No Tax Increase Planned For Summit County
The Summit County budget process is well underway – a budget will be presented to the county manager by the end of next week and after a substantial tax increase last year, none is planned for the coming year.
Summit County began working on the 2019 budget in June. County finance officer Matt Leavitt explains what they’ve done so far.
“We’re already midway through and we started back in June talking with the department heads and getting what their requests, or what they anticipate their requests will be for the next year. Those requests have been submitted and are now being reviewed by the budget committee.” Leavitt continued, “The budget committee will review those requests and make a recommendation for a balanced budget to the county manager by next Friday.”
The nine-member budget committee is made up of different department heads and elected officials.
“This year they’re really looking forward to ways in which the county can create better efficiencies in the processes that are being done.” Leavitt said, “Ways of trying to reward employees or recruit and retain employees. Those are some of the big areas that we’re looking at.”
The budget will be presented to county manager Tom Fisher on Friday September 14th. Fisher will then have time to review the budget and hear appeals from department heads before turning the budget over to the council on October 15th.
Last year the county held truth in taxation after a 27% revenue increase for the general and municipal funds. Leavitt says the big jump was due in large part to inflation.
“There’s no anticipation of looking at Truth in Taxation for the county for the next couple of years. It’s a process that should occur on a more frequent basis than what has happened in the past. However, it’s not something that we’re looking at for the next three-to-five-years anyway. The state legislature, in its infinite wisdom, has created a process that does not account for any impact on inflation when collecting property tax revenues.” Leavitt explained, “The amount of property tax revenues that a local government agency gets one year is in theory the same amount of revenue year after year after year. So as values go up the tax rate goes down to accommodate for that. If a local government agency gets $10 million one year theoretically they get the same $10 million year after year, so there’s no inflation factor built into that. In order to make up for the decreasing purchasing power over time, local government agencies are expected to go through the truth in taxation process.”
Leavitt says if these were held more frequently you wouldn’t see such a large increase.

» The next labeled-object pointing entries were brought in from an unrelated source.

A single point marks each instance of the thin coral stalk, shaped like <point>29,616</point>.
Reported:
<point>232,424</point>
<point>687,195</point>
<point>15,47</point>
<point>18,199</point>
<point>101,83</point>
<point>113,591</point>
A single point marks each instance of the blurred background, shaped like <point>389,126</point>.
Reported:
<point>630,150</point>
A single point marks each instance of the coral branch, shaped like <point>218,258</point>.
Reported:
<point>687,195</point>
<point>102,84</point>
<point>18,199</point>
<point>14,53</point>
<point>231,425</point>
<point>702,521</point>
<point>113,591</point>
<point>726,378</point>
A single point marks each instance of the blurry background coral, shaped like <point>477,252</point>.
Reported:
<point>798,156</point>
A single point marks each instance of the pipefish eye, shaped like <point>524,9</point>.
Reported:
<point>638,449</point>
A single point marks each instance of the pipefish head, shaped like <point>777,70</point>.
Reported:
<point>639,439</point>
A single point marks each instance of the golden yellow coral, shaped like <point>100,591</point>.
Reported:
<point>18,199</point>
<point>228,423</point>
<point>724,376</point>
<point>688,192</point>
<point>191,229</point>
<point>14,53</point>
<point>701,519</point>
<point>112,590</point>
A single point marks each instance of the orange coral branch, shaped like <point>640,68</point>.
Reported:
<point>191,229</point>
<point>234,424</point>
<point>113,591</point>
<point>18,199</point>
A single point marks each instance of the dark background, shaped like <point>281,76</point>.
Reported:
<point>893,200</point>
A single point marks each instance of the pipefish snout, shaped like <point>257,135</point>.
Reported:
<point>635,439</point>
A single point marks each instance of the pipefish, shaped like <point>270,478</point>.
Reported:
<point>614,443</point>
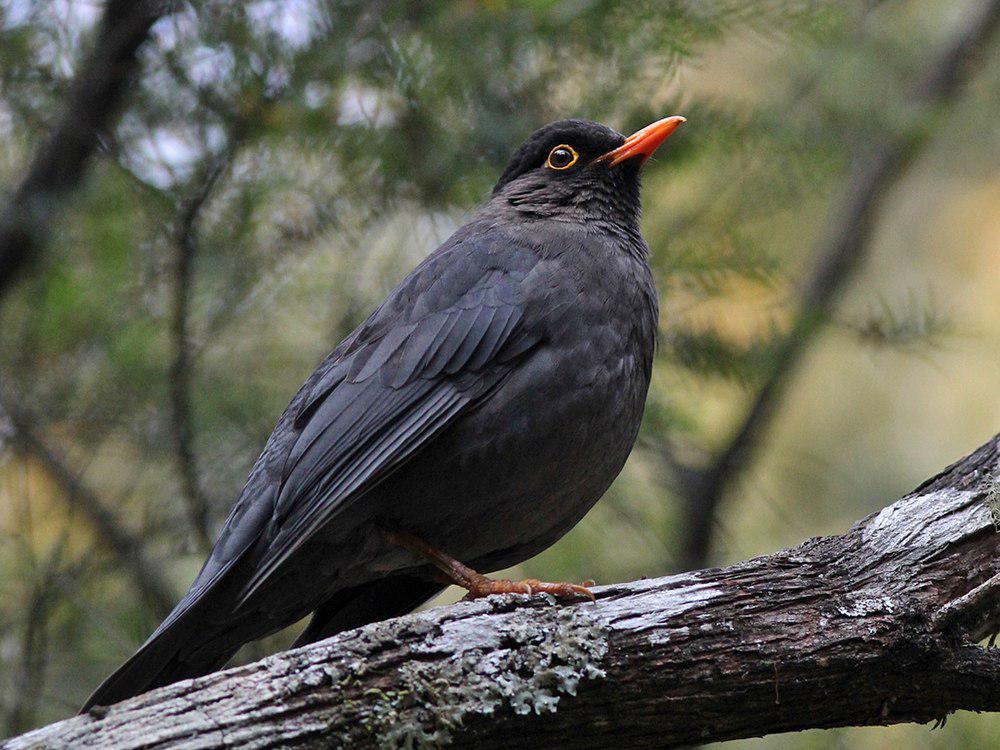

“You wouldn’t see a 27% increase. The last time the county had grown through the truth in taxation process for the general fund was 30 years or more. You’re looking at trying to catch up with 30 years’ worth of inflation.” Leavitt continued, “Going through that truth in taxation process is not necessarily a bad thing and it helps create public awareness of where tax payers’ dollars are going. So, it makes the government be a little bit more accountable to the people.”